We also have come up with a series of questions, which we invite people to answer. You can find these questions in Italian, French, German, Portuguese, Spanish & Greek here. Please contact us if you can translate them into other languages. We can post information gathered in multiple languages as well.
Please answer them by referring to specific detention centres so we can upload information to the map:
1. How many people are currently detained in the center and what is the centre’s maximum capacity?
2. Are people still entering this detention centre? If so, what are the measures taken to prevent contagion and safeguard their right to health?
3. Have detainees been released from this centre due to COVID-19? If yes, which groups?
4. What information has been provided to detainees in this centre, in which language(s) and through what means?
5. What healthcare measures have been taken in response to the virus? Has the number of health workers working inside the center increased?
6. What hygiene measures have been taken in response to the virus?
7. What measures have been taken to comply with necessary social distancing requirements?
8. What measures have been taken to ensure that detainees continue to maintain contact with their family and friends in such a difficult time?

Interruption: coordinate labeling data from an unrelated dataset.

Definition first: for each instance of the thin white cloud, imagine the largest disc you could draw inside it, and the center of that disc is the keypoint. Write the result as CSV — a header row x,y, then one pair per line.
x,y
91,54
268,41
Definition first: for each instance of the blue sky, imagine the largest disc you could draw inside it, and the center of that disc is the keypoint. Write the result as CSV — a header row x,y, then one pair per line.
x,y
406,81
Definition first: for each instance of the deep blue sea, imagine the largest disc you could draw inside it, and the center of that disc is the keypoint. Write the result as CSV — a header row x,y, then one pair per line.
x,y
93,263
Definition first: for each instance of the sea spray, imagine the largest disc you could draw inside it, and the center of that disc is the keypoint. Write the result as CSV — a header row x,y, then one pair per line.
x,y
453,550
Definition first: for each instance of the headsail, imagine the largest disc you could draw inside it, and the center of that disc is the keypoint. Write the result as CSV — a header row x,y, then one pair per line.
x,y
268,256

9. Are NGOs, monitors and/or volunteers continuing to enter in detention and meet detainees? If yes, what measures have been put in place to ensure their health protection? If no, what measures have been put in place to ensure that detainees continue to receive the kind of support they used to receive from these groups?
10. What measures have been taken to protect vulnerable groups (e.g., victims of gender violence and torture; people facing mental health challenges)?
11. What measures have been taken to protect staff working with detainees? Has there been an increase or decrease in the number of staff since the COVID-19 crisis started?
12. What kind of legal measures are individuals and/or organisations pursuing in response to COVID?